I am creating a movie database and I have a query that finds movies by their ID and it is working.

public function getMovieById($id) {
        $query = "SELECT * FROM movies WHERE id = ?";
        $paramType = "i";
        $paramValue = array(
            $id
        );
        
        $result = $this->db_handle->runQuery($query, $paramType, $paramValue);
        return $result;
    }

I then tried to make a query that would search for movies by title. So if I entered say "Alien" it would return any movies I own with the word "Alien in title. No matter what I have tried I get nothing returned and no errors.

public function getMovieByTitle ($title) {
        $query = "SELECT * FROM movies WHERE title LIKE ?";
        $paramType = "s";
        $paramValue = array(
            $title
        );

        $result = $this->db_handle->runQuery($query, $paramType, $paramValue);
        return $result;
    }

Any points in the right direction is appreciated

I also tried a function to see if title is being passed by $_POST and it shows it is.

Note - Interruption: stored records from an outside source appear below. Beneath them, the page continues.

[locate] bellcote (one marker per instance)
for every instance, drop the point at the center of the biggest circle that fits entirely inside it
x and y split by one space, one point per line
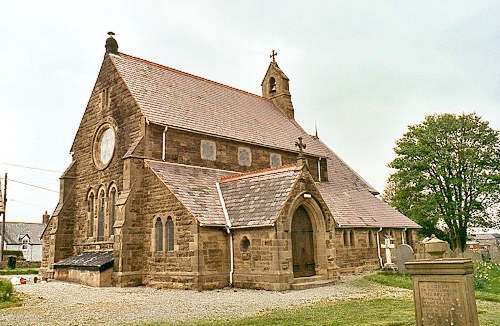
275 87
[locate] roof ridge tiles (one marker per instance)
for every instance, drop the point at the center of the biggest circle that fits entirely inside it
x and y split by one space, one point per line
192 76
255 173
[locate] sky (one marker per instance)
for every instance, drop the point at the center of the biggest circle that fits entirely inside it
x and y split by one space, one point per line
361 70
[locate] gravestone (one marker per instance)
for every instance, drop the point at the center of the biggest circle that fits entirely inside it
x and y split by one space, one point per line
388 245
404 253
443 289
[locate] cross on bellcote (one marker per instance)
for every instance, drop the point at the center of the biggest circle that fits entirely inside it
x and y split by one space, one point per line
301 147
273 55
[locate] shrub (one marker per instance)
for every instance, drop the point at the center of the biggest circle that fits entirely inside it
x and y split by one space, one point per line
6 290
487 276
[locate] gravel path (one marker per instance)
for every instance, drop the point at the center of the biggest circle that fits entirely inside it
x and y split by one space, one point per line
60 303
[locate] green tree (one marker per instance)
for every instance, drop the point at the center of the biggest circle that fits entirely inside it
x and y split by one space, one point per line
447 176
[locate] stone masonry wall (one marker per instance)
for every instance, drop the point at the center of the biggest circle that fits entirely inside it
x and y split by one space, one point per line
184 147
267 263
179 268
122 113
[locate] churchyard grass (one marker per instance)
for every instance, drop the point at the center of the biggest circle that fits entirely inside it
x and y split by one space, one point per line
7 294
381 312
486 280
18 271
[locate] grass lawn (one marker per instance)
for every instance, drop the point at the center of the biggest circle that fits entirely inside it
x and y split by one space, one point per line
352 312
489 286
18 271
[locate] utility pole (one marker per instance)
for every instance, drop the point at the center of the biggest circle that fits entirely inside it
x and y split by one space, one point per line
4 209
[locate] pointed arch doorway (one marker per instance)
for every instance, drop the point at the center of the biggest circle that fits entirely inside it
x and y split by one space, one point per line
302 244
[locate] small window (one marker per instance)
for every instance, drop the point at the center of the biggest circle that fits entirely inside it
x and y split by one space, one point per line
272 85
370 239
90 211
100 216
244 244
208 150
244 156
158 235
408 237
170 234
105 98
275 160
112 208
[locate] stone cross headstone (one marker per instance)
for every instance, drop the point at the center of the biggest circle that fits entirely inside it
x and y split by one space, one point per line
388 245
404 253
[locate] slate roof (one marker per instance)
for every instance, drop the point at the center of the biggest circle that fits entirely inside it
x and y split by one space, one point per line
171 97
195 187
91 260
180 100
15 231
257 198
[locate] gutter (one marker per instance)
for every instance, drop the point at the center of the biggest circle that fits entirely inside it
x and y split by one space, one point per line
378 248
228 230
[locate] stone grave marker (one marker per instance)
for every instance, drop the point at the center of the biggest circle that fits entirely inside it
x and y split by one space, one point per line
443 289
404 253
388 245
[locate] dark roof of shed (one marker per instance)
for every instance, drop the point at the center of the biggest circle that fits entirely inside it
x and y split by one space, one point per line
15 231
171 97
91 260
257 198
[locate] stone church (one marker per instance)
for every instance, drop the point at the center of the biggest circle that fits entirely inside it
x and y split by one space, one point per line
182 182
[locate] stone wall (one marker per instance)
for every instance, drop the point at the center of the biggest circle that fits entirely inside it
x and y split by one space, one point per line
68 230
267 261
178 268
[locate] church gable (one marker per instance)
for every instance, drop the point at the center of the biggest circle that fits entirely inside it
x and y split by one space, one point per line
256 198
195 187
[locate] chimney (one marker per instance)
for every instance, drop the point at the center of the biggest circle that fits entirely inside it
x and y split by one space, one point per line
45 218
111 44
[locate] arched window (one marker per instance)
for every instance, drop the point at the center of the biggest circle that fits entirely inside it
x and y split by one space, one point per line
112 210
352 239
90 213
158 235
170 234
272 85
244 244
370 239
100 216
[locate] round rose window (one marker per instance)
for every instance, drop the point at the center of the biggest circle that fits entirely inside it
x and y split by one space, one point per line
104 146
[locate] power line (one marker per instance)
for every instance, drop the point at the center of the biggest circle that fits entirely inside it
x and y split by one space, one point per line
24 203
30 167
32 185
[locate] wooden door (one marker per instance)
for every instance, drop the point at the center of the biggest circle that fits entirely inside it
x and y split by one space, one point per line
302 244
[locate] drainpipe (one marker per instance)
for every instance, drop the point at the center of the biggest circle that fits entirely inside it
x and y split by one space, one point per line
378 248
319 169
228 230
164 150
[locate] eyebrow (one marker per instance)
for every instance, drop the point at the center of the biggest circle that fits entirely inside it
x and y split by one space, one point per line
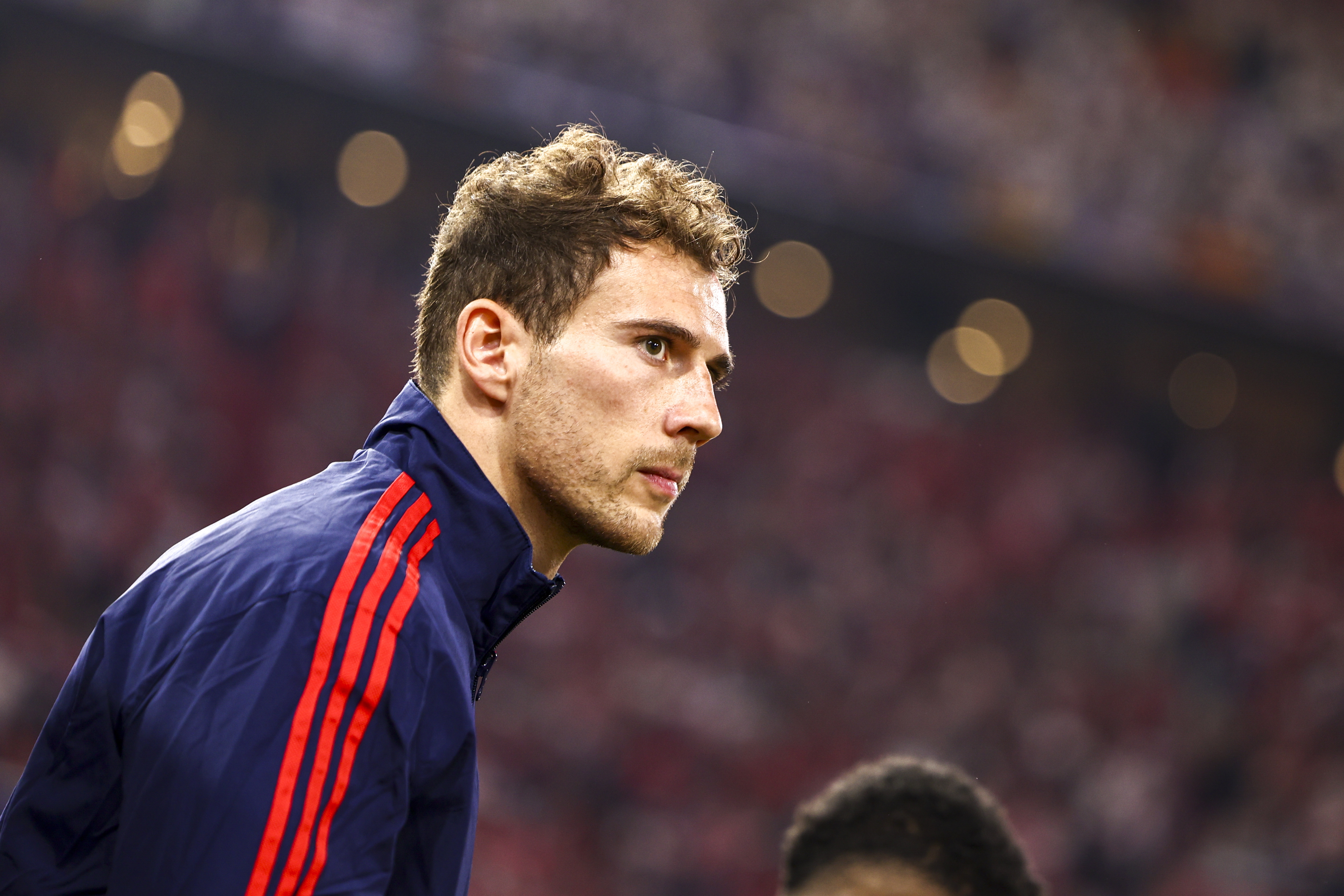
721 366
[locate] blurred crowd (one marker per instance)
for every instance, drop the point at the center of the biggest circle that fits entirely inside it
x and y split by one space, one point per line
1170 146
1142 656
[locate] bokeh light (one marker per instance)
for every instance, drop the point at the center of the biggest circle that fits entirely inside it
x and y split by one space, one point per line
161 91
1203 390
979 351
950 374
792 280
1006 326
373 168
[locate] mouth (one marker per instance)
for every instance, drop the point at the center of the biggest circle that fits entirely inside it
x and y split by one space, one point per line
664 480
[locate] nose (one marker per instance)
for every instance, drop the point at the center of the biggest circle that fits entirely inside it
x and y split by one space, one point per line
695 416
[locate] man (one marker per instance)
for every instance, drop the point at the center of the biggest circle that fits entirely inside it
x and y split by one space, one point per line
904 827
283 704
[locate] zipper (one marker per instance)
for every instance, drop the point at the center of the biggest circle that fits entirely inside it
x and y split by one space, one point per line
491 656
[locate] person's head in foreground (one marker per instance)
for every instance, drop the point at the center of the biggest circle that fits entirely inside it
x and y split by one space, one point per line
904 827
573 331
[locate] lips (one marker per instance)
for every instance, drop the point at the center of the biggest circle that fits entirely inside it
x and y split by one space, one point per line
664 480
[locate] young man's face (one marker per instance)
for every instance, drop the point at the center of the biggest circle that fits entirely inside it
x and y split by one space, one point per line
608 418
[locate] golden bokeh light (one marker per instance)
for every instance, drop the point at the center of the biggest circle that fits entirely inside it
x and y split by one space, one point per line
371 170
146 124
979 351
158 89
1203 390
1006 326
143 140
950 374
792 280
136 160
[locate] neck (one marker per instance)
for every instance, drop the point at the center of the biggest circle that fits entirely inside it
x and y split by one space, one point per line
483 428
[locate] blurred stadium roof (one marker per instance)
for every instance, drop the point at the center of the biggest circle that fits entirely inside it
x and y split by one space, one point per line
1185 155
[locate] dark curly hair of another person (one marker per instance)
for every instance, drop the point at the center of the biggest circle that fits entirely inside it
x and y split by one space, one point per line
534 230
920 813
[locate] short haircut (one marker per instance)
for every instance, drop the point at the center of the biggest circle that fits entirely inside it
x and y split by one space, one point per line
924 815
534 230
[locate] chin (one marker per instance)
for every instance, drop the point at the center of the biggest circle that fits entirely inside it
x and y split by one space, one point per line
628 531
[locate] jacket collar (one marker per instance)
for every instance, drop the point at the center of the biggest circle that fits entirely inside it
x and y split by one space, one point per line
483 550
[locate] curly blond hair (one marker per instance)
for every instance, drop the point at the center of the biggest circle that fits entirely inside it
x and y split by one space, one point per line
534 230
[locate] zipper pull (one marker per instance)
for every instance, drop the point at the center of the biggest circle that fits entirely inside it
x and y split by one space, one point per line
482 671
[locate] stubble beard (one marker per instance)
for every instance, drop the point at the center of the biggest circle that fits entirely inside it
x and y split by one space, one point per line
562 465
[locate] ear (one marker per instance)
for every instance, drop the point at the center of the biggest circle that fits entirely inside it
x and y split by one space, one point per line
492 349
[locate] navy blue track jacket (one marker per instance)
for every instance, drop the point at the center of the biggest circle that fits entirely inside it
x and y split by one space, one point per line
283 704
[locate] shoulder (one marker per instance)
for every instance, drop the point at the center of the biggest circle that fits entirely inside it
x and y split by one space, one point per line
294 541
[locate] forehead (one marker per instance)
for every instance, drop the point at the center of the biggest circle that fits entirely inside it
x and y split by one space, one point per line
655 283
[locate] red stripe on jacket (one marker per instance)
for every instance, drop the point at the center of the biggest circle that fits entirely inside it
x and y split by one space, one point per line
373 694
353 660
323 656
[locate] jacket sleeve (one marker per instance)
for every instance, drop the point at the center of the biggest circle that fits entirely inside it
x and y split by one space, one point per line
255 759
58 829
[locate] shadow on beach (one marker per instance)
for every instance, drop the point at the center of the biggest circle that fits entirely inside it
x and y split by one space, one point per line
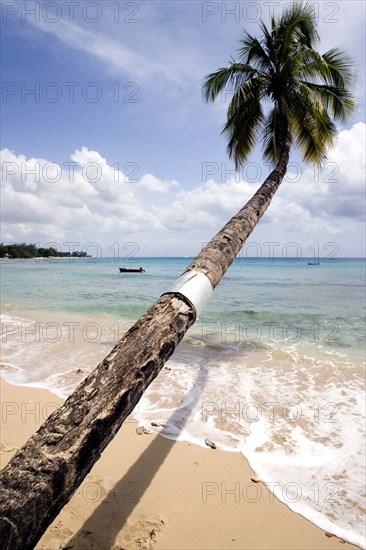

CodePudding user response：

Passing a value such as 'Alien' to the LIKE operator does not do what you expect.

This predicate...

WHERE title LIKE 'Alien'

... Actually behaves similarly as:

WHERE title = 'Alien'

If you want to seach for titles that contain a given string, you need to use '%', the wildcard character :

WHERE title LIKE '%Alien%'

You can either concatenate the percent sign in your code then inject it in the query, or pass the original value to the query and add the wildcard in SQL:

WHERE title LIKE CONCAT('%', ?, '%')

CodePudding user response：

Concatinate % which works as placeholder for an number of characters in sql in the php code

public function getMovieByTitle ($title) {
        $query = "SELECT * FROM movies WHERE title LIKE ?";
        $paramType = "s";
        $paramValue = array(
          "%".  $title . "%"
        );

        $result = $this->db_handle->runQuery($query, $paramType, $paramValue);
        return $result;
    }